One of the four Health Maintenance Organizations (HMOs) currently active in Israel, Maccabi Healthcare Services, plans to deploy a system with AI-powered algorithm that can detect individuals estimated to be at the highest risk of severe COVID-19 complications by considering pre-existing conditions and other health factors. This new system has already identified the top 2% of highest-risk patients (approximately 40,000 people), following analysis of all Maccabi patients’ anonymized electronic health records (EHRs).Here, the algorithm considered the medical factors like age,respiratory disease(pneumonia, bronchiolitis, and influenza),hospital admission history,weight,BMI,heart diseases,etc.. to identifies high-risk patients.

The work is being done in partnership with the Medial EarlySign and the Kahn-Sagol-Maccabi Research and Innovation Institute.Medial EarlySign is a pioneer in AI and machine learning-based solutions for early detection and prevention of high-burden diseases.


“As one of the largest HMOs in the world with 2.4 million members and 27 years’ worth of electronic health records, Maccabi’s algorithm relies on big data from one of the largest and highest-quality collections of anonymized EHRs in the world,” said Prof.
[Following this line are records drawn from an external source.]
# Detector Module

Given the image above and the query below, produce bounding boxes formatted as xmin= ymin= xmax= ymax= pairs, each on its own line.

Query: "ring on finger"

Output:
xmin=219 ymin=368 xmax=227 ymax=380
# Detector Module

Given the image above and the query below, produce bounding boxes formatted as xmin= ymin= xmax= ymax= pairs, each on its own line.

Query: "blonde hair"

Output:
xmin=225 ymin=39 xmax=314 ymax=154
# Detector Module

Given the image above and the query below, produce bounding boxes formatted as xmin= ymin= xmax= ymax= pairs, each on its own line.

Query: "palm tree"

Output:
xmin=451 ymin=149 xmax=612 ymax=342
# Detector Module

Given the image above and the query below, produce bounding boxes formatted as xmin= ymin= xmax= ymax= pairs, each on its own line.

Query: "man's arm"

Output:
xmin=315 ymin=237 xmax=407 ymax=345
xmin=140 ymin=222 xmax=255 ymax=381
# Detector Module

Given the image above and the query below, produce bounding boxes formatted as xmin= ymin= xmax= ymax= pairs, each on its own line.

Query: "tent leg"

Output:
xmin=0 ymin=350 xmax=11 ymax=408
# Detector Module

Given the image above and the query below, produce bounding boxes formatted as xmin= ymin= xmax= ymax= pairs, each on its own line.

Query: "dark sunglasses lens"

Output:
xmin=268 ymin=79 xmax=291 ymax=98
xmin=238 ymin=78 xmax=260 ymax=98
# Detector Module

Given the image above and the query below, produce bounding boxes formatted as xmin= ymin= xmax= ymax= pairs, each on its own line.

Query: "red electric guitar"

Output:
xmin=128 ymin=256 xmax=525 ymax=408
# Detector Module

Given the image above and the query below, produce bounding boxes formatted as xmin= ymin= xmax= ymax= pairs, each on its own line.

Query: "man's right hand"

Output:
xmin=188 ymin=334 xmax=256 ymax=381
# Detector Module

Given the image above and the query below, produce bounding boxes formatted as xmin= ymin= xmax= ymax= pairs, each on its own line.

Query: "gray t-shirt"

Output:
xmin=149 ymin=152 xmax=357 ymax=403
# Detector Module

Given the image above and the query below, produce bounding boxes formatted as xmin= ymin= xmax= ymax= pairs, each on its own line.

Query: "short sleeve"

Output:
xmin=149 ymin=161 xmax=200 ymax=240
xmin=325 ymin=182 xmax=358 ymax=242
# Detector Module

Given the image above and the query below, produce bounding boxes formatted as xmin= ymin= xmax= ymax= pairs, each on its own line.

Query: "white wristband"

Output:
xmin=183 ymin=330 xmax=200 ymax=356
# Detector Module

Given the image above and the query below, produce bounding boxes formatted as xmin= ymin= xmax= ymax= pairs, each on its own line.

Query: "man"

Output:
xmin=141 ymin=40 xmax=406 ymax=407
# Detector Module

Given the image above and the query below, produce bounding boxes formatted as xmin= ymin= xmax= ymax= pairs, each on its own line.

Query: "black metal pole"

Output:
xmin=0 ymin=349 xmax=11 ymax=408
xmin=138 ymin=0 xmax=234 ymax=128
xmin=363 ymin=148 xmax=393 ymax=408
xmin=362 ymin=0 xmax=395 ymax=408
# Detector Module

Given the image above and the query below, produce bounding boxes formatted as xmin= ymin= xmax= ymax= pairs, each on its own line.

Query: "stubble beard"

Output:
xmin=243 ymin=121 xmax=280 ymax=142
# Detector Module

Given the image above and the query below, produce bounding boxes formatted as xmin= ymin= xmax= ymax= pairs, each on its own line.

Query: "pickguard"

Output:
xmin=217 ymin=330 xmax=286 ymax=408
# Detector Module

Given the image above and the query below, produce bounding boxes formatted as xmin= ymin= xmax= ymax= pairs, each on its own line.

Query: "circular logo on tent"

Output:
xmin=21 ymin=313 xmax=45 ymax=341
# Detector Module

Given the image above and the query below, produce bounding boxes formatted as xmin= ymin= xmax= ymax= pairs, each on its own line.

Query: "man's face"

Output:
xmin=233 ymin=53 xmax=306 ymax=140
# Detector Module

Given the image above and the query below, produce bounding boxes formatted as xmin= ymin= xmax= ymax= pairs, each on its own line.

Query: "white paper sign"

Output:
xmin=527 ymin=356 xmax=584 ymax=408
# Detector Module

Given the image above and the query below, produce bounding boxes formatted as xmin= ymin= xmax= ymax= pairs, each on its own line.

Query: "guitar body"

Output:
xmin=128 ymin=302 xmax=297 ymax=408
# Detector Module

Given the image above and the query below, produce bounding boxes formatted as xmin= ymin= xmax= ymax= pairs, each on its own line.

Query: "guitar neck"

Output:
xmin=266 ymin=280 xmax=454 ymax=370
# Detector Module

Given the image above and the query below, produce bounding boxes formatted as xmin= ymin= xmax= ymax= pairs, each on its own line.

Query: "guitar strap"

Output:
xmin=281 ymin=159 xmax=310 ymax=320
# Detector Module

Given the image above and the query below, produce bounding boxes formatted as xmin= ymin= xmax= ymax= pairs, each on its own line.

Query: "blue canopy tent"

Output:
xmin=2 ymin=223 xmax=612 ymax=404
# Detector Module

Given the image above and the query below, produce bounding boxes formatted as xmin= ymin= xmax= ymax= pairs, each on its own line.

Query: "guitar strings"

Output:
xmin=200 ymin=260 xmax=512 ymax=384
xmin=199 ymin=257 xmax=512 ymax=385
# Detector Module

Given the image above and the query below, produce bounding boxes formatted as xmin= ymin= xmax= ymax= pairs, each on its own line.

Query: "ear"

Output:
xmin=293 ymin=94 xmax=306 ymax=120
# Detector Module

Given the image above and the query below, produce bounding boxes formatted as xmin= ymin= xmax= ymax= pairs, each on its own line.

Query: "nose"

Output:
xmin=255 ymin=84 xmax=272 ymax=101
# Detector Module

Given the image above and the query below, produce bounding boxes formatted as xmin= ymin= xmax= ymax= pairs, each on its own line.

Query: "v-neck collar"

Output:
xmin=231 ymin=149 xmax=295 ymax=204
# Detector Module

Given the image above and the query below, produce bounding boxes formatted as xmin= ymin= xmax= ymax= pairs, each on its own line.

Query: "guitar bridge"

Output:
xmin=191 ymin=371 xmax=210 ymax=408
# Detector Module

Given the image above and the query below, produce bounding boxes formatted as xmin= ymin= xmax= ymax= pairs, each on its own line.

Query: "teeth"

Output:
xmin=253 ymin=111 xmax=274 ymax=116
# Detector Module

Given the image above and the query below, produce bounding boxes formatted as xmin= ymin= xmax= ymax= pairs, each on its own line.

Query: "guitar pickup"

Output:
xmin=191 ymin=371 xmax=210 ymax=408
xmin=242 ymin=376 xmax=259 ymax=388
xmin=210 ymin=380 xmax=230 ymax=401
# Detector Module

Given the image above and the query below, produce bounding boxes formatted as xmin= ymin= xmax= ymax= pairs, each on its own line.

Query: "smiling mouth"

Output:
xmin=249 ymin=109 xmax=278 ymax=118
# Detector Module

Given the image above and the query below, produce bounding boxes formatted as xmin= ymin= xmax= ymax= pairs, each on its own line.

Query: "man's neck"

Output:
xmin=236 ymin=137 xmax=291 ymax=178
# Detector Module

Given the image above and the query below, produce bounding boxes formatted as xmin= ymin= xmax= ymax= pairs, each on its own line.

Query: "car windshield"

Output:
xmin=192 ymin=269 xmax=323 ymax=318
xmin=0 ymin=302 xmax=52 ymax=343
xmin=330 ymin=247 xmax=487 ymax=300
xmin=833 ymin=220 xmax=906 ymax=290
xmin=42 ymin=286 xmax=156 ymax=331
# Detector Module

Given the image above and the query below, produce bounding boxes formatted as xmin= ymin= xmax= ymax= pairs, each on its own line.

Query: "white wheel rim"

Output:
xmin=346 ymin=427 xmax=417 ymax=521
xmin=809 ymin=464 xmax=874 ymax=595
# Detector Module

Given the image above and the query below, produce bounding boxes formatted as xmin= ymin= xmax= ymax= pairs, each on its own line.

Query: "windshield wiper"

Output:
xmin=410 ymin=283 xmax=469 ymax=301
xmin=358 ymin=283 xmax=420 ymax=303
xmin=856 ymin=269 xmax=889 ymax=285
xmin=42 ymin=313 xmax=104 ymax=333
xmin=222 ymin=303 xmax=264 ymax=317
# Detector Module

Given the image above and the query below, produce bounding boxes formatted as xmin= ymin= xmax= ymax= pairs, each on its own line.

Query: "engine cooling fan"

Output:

Varda Shalev, director of the Kahn-Sagol-Maccabi Research and Innovation Institute.


When a person flagged by the algorithm as high-risk contacts a nurse or a doctor to report COVID-19-like symptoms, the system automatically notifies the medical professional of that patient’s status.From there, the potentially infected person can expect testing and priority treatment at Maccabi testing facilities or, if necessary, in the patient’s home. This allows for medical procedures to begin as quickly as possible following a positive diagnosis, helping to limit the spread of the virus.



According to the Dr. Jeremy Orr, CEO of Medial EarlySign, “In building the new algorithm for COVID-19, we utilized numerous aspects of our Flu Complications AlgoMarker.Based on anonymized data collected from millions of people treated by Maccabi, our models were adapted and optimized according to existing medical knowledge and known risk factors relating to COVID-19. The data from Maccabi is being continually updated, allowing us to further improve this essential new algorithm.”


When considering efforts of applying AI to COVID-19, a team led by physician Ron Li at Stanford University is evaluating whether an algorithm trained on over 130,000 patient could accurately identify which COVID-19 patients’ condition will deteriorate.University of Chicago Medical Center is testing an upgrade to its AI eCart system that will monitor oxygen to notify when a COVID-19 patient’s lungs might be failed.